Sidestepping him, she reached for the bag she’d set down on a nearby chair. Feeling around inside, she found her iPhone and took it out. Sure enough, she had a text message waiting from GKnickerbocker@CloudFlyer.com. Humoring him, she tapped on the photo link, and then waited a few seconds for the picture to load.
It did, and she jerked up her head to stare at him. “If this is some kind of joke…”
His face, oddly attractive and utterly slap-able, drew close to hers, his expression that of a kid who’d just said, Gotcha! “The magazine needs my photograph to run with the article? Well, this is me.”
“But it’s your—”
“Baby picture, yes, I know,” he said, backing way. “The deal we just struck was for a photo of me—you didn’t say anything about it being current. And just so you know, I’m also happy to provide my high school yearbook picture and oh, I have some great shots from sixth-grade computer camp—that was one hell of a wild summer. Feel free to shoot my assistant an e-mail if you want more.”

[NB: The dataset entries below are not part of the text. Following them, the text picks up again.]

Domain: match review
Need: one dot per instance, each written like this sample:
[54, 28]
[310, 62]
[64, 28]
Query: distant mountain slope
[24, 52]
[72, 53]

Rage ripped through Francesca, supplanting the sensual awareness of a moment ago. “This is outrageous!”
He turned toward the glass doors through which she’d entered and had the gall to grin back at her over his shoulder. “I’ve kept my end of our bargain, Francesca. Now I expect you to keep yours—and go.”
“With pleasure!”
Snatching up her camera case and storming out, Francesca allowed that she well and truly loathed Gregory Knickerbocker. Of all her subjects over the last decade, his was the one face she heartily hoped never to set eyes upon again.